Morley accused foreign journalists, particularly, of jeopardizing the future of Miss World, which competes for global television coverage with the rival Miss Universe contest.

"You're my bread and butter. And I need you," she told journalists at the hotel. "But you're trying to kill me and I hate this. You're trying to kill my business."

Ethnic and religious fighting is common in Africa's most populous nation. Previous riots in Kaduna escalated into religious battles that killed hundreds after civilian government replaced military rule in 1999.

The latest bloodshed started Wednesday in Kaduna and spread Friday to the capital, Abuja, where the beauty contest was to have been held.

Mobs of Christians attacked Muslims in southern neighborhoods of Kaduna "with new bitterness" Saturday because they viewed the pageant's cancellation as a "Muslim victory," Nigerian Red Cross president Emmanuel Ijewere said.

The homes of at least 4,000 people were destroyed, he said.

Through the violence, the more than 80 Miss World contestants remained under Nigerian police and army guard.

At least one beauty queen, Miss Canada Lynsey Bennet, left her hotel room on Friday evening before organizers canceled the pageant, Din said. Bennet was believed to have flown Saturday morning to London, Western diplomats said on condition of anonymity.

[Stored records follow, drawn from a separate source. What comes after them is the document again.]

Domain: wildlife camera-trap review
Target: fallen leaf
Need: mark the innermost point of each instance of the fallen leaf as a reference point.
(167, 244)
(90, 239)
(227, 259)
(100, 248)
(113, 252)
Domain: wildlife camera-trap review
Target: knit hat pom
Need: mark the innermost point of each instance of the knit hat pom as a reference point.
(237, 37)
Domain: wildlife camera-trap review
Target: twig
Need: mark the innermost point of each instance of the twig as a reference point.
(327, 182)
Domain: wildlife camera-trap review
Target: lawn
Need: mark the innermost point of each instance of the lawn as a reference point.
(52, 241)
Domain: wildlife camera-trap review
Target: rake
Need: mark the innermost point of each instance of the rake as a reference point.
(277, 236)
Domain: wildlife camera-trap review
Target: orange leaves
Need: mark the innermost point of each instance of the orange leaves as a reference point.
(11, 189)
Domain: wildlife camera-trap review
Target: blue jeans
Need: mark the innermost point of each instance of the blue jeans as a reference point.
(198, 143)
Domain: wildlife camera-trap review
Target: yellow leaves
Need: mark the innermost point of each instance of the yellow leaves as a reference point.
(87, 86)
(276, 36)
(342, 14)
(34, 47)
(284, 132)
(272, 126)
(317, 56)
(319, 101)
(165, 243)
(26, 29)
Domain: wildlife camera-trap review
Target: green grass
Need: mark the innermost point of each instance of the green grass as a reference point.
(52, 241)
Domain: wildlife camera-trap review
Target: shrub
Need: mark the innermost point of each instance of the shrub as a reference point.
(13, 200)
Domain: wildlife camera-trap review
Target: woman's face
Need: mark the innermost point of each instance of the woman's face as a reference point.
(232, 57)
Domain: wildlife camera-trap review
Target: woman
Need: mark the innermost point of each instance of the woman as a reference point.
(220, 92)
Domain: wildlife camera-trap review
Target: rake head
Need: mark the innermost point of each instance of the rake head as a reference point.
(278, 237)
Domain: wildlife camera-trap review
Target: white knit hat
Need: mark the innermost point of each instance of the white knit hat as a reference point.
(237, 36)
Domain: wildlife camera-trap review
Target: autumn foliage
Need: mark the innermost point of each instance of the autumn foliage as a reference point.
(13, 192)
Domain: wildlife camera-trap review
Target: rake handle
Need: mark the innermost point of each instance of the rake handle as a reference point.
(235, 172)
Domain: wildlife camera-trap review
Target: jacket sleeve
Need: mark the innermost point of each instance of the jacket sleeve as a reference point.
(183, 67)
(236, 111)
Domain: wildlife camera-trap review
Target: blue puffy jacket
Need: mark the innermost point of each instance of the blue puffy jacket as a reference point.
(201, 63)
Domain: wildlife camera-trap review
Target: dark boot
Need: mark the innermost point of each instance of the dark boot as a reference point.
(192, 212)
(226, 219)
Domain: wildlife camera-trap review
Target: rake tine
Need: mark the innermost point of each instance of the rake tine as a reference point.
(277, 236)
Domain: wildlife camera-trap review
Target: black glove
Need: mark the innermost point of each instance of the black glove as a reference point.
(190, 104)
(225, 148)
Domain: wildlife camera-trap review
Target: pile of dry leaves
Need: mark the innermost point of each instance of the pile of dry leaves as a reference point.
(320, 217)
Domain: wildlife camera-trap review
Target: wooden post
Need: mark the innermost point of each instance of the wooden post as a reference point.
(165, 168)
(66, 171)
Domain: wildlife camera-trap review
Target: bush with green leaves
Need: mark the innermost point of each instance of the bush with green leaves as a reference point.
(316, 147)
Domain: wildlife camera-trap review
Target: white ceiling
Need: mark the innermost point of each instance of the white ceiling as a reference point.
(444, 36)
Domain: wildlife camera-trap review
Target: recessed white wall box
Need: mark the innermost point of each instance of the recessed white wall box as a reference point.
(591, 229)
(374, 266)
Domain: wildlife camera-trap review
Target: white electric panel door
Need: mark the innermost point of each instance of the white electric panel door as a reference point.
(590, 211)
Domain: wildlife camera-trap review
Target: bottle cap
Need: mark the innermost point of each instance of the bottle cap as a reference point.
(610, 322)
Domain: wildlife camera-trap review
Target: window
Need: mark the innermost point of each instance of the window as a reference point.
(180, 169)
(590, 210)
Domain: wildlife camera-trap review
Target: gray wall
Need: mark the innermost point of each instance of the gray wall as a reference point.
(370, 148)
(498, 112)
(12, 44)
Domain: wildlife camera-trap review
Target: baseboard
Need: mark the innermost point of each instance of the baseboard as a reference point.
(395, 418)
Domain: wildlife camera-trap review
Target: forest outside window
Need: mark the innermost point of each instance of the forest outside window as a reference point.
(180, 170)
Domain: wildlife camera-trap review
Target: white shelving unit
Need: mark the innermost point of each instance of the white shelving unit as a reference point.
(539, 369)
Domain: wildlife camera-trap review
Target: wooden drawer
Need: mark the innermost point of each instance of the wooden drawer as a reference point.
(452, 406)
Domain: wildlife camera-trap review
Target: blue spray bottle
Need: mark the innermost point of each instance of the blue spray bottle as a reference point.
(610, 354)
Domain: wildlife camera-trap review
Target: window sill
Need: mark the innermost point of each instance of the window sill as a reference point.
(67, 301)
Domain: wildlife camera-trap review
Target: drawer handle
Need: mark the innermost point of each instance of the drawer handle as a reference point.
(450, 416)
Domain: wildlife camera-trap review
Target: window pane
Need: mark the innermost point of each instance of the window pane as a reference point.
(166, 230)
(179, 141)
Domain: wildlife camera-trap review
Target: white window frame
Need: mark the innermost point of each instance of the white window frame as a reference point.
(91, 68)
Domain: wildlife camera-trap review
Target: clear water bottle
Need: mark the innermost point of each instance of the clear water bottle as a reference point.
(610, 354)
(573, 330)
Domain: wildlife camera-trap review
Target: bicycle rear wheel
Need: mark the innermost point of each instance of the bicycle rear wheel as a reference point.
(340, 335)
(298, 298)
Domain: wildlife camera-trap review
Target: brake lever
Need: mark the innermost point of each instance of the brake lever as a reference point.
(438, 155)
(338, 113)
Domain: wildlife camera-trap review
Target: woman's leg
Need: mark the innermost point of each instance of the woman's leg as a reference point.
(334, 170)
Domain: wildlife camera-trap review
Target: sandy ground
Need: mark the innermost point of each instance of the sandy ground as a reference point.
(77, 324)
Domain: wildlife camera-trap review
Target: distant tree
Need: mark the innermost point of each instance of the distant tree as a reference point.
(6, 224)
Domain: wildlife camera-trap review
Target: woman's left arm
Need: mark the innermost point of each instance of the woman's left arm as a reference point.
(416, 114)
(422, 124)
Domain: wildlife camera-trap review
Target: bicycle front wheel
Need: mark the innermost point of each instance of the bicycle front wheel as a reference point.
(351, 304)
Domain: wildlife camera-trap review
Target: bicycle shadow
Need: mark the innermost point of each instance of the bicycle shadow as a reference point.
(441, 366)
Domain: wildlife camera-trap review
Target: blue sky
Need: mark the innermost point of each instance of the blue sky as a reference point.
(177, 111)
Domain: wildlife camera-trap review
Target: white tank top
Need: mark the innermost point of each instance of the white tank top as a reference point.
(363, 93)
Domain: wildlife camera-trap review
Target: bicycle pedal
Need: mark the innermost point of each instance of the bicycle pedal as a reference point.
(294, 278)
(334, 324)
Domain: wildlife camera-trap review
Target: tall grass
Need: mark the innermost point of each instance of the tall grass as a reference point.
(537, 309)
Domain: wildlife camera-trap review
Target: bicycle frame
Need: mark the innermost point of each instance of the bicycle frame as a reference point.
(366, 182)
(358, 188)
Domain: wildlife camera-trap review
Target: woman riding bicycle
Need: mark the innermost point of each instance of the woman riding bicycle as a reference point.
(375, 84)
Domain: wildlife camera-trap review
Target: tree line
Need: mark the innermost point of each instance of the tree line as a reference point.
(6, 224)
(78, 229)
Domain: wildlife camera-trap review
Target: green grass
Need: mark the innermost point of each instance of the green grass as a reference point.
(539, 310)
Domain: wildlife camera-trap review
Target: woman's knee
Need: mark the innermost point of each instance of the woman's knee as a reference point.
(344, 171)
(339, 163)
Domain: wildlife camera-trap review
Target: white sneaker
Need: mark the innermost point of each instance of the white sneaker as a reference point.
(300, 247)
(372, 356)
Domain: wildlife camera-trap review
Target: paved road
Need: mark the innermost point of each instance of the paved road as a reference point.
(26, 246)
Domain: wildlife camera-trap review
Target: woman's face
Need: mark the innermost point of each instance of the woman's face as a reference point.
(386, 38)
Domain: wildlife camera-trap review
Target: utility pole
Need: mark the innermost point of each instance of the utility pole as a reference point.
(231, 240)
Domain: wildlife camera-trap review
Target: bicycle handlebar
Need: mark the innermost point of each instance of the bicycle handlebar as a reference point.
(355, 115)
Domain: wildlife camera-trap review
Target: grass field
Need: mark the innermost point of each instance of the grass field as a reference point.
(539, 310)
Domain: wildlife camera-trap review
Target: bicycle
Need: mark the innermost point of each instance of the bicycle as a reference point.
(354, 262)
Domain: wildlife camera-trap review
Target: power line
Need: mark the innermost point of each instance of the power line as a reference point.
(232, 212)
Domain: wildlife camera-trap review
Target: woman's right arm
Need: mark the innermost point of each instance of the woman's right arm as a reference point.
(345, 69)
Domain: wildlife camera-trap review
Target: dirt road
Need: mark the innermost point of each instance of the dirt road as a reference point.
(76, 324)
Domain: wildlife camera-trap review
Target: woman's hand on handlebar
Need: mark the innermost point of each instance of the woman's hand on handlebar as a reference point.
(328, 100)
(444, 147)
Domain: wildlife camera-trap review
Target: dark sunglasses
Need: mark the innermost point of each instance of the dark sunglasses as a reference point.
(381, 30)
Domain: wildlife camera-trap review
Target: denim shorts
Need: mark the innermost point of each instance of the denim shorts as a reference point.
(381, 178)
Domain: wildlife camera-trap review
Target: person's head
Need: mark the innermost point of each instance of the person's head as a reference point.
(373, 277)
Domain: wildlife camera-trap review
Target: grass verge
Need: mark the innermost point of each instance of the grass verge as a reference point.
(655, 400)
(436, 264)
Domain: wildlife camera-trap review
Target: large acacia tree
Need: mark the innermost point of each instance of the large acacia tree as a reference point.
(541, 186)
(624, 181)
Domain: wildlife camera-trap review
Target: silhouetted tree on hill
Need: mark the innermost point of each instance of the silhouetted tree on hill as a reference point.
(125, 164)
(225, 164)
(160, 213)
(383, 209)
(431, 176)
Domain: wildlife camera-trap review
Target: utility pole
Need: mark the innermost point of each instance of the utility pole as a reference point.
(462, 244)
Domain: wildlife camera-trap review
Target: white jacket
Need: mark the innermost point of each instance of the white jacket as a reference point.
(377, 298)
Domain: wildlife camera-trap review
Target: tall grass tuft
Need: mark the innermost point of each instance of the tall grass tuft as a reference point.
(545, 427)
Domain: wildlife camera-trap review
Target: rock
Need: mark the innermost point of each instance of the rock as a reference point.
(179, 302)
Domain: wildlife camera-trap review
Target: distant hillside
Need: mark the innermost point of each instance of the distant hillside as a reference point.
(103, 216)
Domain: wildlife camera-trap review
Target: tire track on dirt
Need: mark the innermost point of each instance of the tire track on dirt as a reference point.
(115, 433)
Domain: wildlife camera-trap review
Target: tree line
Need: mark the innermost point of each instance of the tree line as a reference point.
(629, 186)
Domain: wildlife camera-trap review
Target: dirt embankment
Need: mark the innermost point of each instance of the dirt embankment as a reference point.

Miss South Korea also left early, Morley said.

Miss Puerto Rico, Casandra Polo Berrios, told The Associated Press she was "sad to be leaving" Nigeria. She said she was unaware of the fighting until her mother called Friday to make sure she was safe.

The mother of Miss Scotland said her daughter, Paula, told her over the phone that she planned to discontinue her involvement with the pageant.

"And she also said, `If I got the title it would mean nothing to me because it would always be linked to killings and I couldn't handle that,"' Josephine Murphy said from Stirling, Scotland.

Islamic groups have complained for months that the beauty pageant promotes promiscuity. But organizers insisted the women never intended to offend anyone.

The situation worsened after ThisDay newspaper published an article Nov. 16 suggesting the prophet Muhammad would have approved of the pageant.

"What would Muhammad think? In all honesty, he would probably have chosen a wife from among them," Isioma Daniel wrote.

After Muslims called the article offensive, the newspaper published a brief front-page apology Monday and lengthier retractions Thursday and Friday.

Isolated pockets of fighting were reported Saturday in Kaduna. In the Trikania neighborhood, Muslim and Christian mobs pursued each other with sticks and knives. As police tried to disperse the rioters with tear gas, gunshots also were heard.

The Red Cross president said the conflict caught the Nigerian security forces by surprise because they had not expected violence during the Islamic holy month of Ramadan.

In many some parts of Kaduna, however, an uneasy calm returned. Some residents who took refuge in police stations and army bases began venturing back to sift through the smoking ruins of their homes for belongings.